Engaging in Peer Review
Questions to Ask about the Qualities of an Essay
When doing a peer-review response to a piece of writing, one way to focus it is by answering a set of questions about the qualities of an essay. Such qualities would be:
- Is there a clearly stated purpose/objective?
- Are there effective transitions?
- Are the introduction and conclusion focused on the main point of the essay?
- As a reader, can you easily follow the writer's flow of ideas?
- Is each paragraph focused on a single idea?
- At any point in the essay, do you feel lost or confused?
- Do any of the ideas/paragraphs seem out of order, too early or too late to be as effective as they could?
Development and Support
- Is each main point/idea made by the writer clearly developed and explained?
- Is the support/evidence for each point/idea persuasive and appropriate?
- Is the connection between the support/evidence, main point/idea, and the overall point of the essay made clear?
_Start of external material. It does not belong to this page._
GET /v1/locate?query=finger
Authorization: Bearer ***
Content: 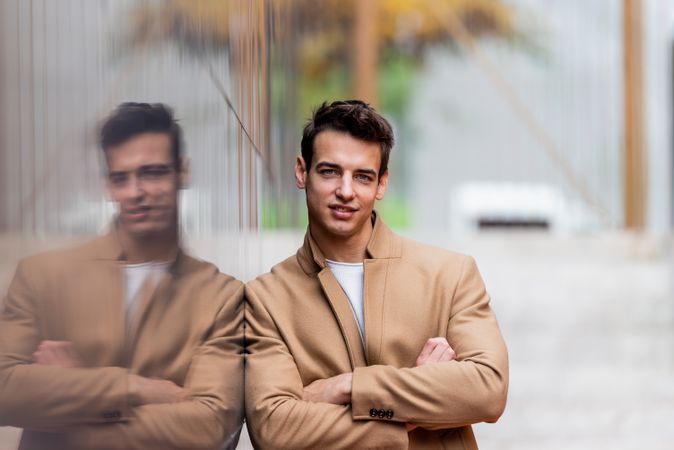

- Is all evidence adequately cited?
- Are the topic and tone of the essay appropriate for the audience?
- Are the sentences and word choices varied?
Grammar and Mechanics
- Does the writer use proper grammar, punctuation, and spelling?
- Are there any issues with any of these elements that make the writing unreadable or confusing?
Revision Strategy Suggestions
- What are two or three main revision suggestions that you have for the writer?